At three-thirty that afternoon, Harry, Ron, and the other Gryffindors hurried down the front steps onto the grounds for their first flying lesson. It was a clear, breezy day, and the grass rippled under their feet as they marched down the sloping lawns toward a smooth, flat lawn on the opposite side of the grounds to the forbidden forest, whose trees were swaying darkly in the distance.

The Slytherins were already there, and so were twenty broomsticks lying in neat lines on the ground. Harry had heard Fred and George Weasley complain about the school brooms, saying that some of them started to vibrate if you flew too high, or always flew slightly to the left.
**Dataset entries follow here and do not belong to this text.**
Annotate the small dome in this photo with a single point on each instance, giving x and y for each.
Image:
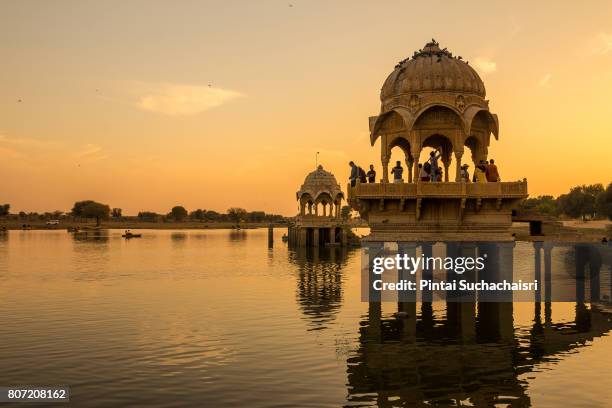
(432, 70)
(318, 182)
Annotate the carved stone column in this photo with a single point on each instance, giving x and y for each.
(415, 157)
(409, 164)
(385, 163)
(458, 156)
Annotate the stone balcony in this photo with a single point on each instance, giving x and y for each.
(513, 189)
(438, 211)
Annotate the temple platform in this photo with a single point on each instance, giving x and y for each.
(438, 211)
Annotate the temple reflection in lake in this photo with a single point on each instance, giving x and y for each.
(463, 353)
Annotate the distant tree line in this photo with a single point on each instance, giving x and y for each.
(586, 202)
(234, 214)
(89, 209)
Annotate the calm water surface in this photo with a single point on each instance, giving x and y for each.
(215, 318)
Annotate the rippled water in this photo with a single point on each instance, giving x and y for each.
(215, 318)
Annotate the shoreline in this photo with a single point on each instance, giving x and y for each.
(63, 225)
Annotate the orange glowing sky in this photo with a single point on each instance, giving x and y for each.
(147, 104)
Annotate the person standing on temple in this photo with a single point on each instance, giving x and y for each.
(492, 173)
(465, 175)
(433, 161)
(354, 173)
(480, 172)
(362, 175)
(424, 171)
(397, 172)
(371, 174)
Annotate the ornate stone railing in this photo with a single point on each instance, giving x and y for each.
(512, 189)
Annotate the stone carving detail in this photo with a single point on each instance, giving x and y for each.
(460, 102)
(414, 103)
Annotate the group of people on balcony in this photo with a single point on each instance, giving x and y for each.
(485, 171)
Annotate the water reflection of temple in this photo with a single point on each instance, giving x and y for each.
(471, 353)
(470, 356)
(319, 282)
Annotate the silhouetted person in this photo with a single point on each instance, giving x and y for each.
(465, 175)
(433, 160)
(491, 171)
(479, 173)
(362, 176)
(354, 174)
(397, 172)
(371, 174)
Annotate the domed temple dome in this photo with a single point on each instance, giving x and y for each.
(433, 100)
(432, 69)
(320, 185)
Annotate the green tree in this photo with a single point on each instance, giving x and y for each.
(212, 215)
(77, 208)
(345, 212)
(580, 201)
(236, 214)
(198, 214)
(95, 210)
(148, 216)
(4, 210)
(604, 203)
(256, 216)
(178, 213)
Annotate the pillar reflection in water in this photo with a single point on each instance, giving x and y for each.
(319, 282)
(474, 354)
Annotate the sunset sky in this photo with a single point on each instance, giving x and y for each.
(148, 104)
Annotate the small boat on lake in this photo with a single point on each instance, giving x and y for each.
(129, 235)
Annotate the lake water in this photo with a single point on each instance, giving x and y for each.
(216, 319)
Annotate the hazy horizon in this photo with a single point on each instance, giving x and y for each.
(147, 105)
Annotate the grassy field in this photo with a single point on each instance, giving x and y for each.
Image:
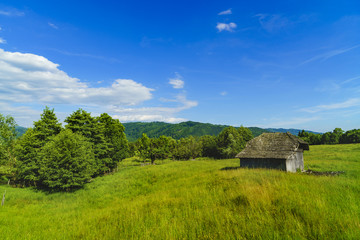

––– Harry Potter and the Sorcerer's Stone

There’s subject-auxiliary inversion by the pronoun for locative complement, so. (1) In here, is so re-placing already there? (2) If the previous locative complement were there not already there, still could the inversion be proper (The Slytherins were there, and so were~) ?

1 Answer 1


The introductory element so is an obligatory trigger for subject-auxiliary inversion (abbreviated as SAI):

  1. ..., and so [were]AUX [ twenty broomsticks lying in neat lines on the ground ]SUBJ.

  2. *..., and so [ twenty broomsticks lying in neat lines on the ground ]SUBJ [were]AUX .

Example 2 is ungrammatical regardless of whether already is in the preceding clause. Removing it doesn't change whether it exhibits SAI.